She would later reveal that, given a near-impossible three week deadline for the album, she blacked all her windows and worked obsessively with very little eating or sleeping, and some use of amphetamines to keep her going. 2015’s record number four, Art Angels, took Grimes to even greater heights, with NME naming it their album of the year.

It spawned two singles, Flesh Without Blood, and the brilliantly-bonkers Kill V. Maim. Despite the massive popularity and success of the brighter and pop-leaning LP, Grimes revealed a fascinating relationship with her older material when she was later quoted as saying Art Angels is “a piece of crap” and a “stain on my life.”

Thankfully, she’s on record as stating that Miss Anthropocene is her best work. It’s undoubtedly a body of work that carries on her now well-established tradition of releasing music that is incredibly difficult to define in words, with the genre-fluidity seen in the drum and bass sounds of 4ÆM, the ethereal pop of Violence, and the heartbreaking electro-acoustic Delete Forever.

Prior to the release of this climate change concept album, Grimes had quickly gone from being known only to music aficionados to something of a celebrity when it was revealed she was dating billionaire inventor Elon Musk (the two had bonded via Twitter after a shared pun regarding Roko’s basilisk).
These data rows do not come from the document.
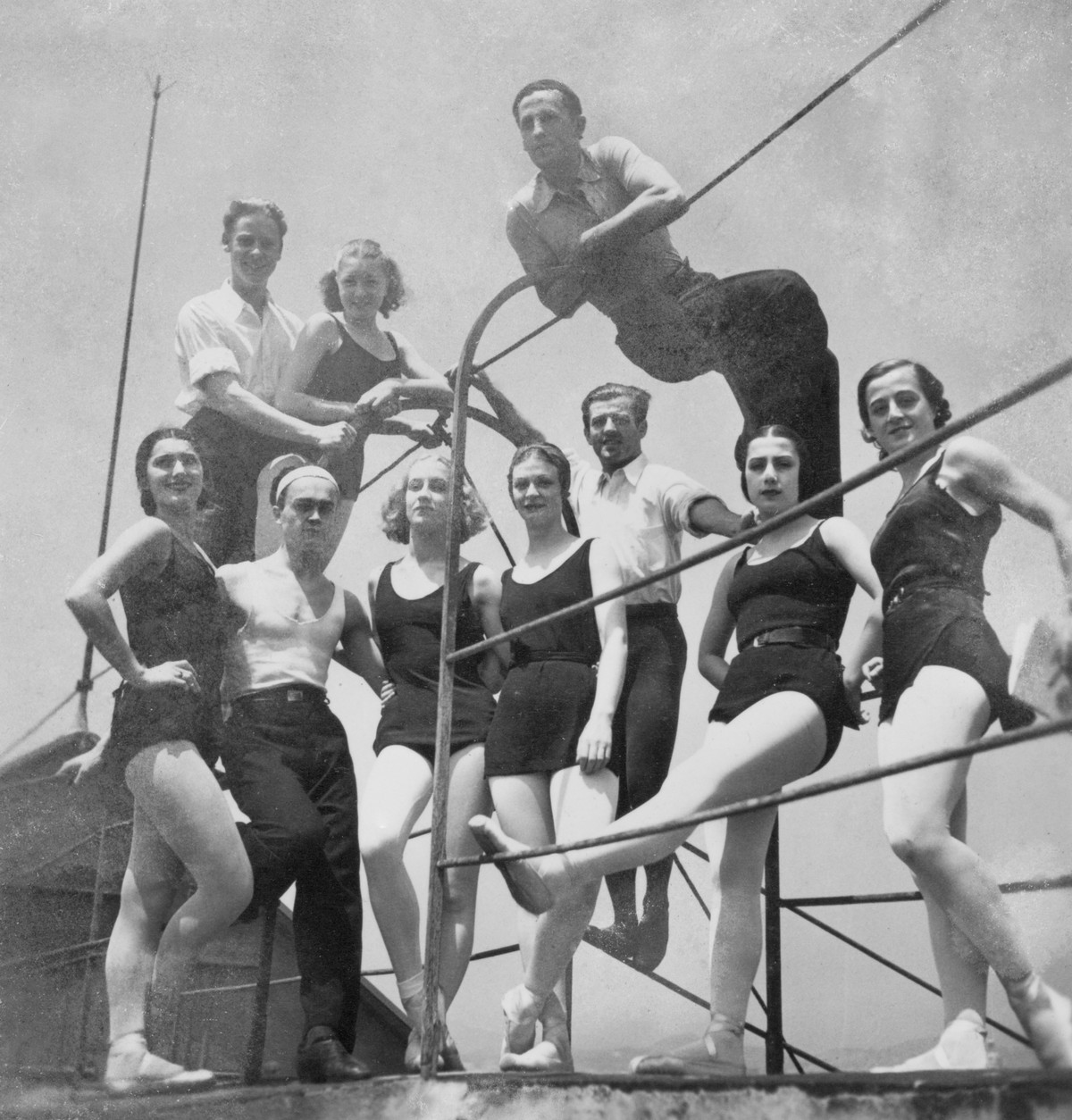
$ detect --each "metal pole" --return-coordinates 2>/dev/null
[75,74,163,731]
[75,828,109,1076]
[242,903,279,1085]
[420,275,537,1077]
[764,817,785,1073]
Grimes and the Tesla/SpaceX founder recently had their first child together.

I’ve never made anything good in a mature and sensible manner.

“I’ve always said what I mean,” Grimes says as we begin chatting (she’s known to friends as ‘c’, not only because it’s the first letter of her name, but also because she likes the fact it’s a common denotation for the speed of light).

“Like, to a fault.” She’s speaking to the issue she’s had with being misrepresented in the media and having quotes taken out of context. It’s sad that even authenticity has a downside in this day and age.

Something of a cultural gatekeeper, she knows that some believe her name comes from Frank Grimes, a character from The Simpsons.

“Frank Grimes is an iconic episode and I retroactively don’t mind being accidentally named after it.”

Some of her other interests include watching UFC fights, anime (which can be seen in the cover art she always creates herself) and her musical tastes range from Post Malone and Mariah Carey, all the way to Aphex Twin and Tool.

After revisiting the incredibly intense process that went into the creation of Visions, Grimes reveals that “the album I’m making now is being created in a similarly dramatic fashion. I disagree with moderation. Art is the distillation of humanity, emotions, time and consciousness. Art is pain. I’ve never made anything good in a mature and sensible manner.”

It certainly makes sense that she draws on such lofty concepts for the channelling that is her music, and yet she also displays some modesty when discussing her achievements.

“My songwriting has improved,” Grimes says. “Or devolved, depending on who you ask! My new music is way darker than Miss Anthropocene. That album feels so far in the past, it’s insane. The world has irreparably changed since I put out that album, as have I.”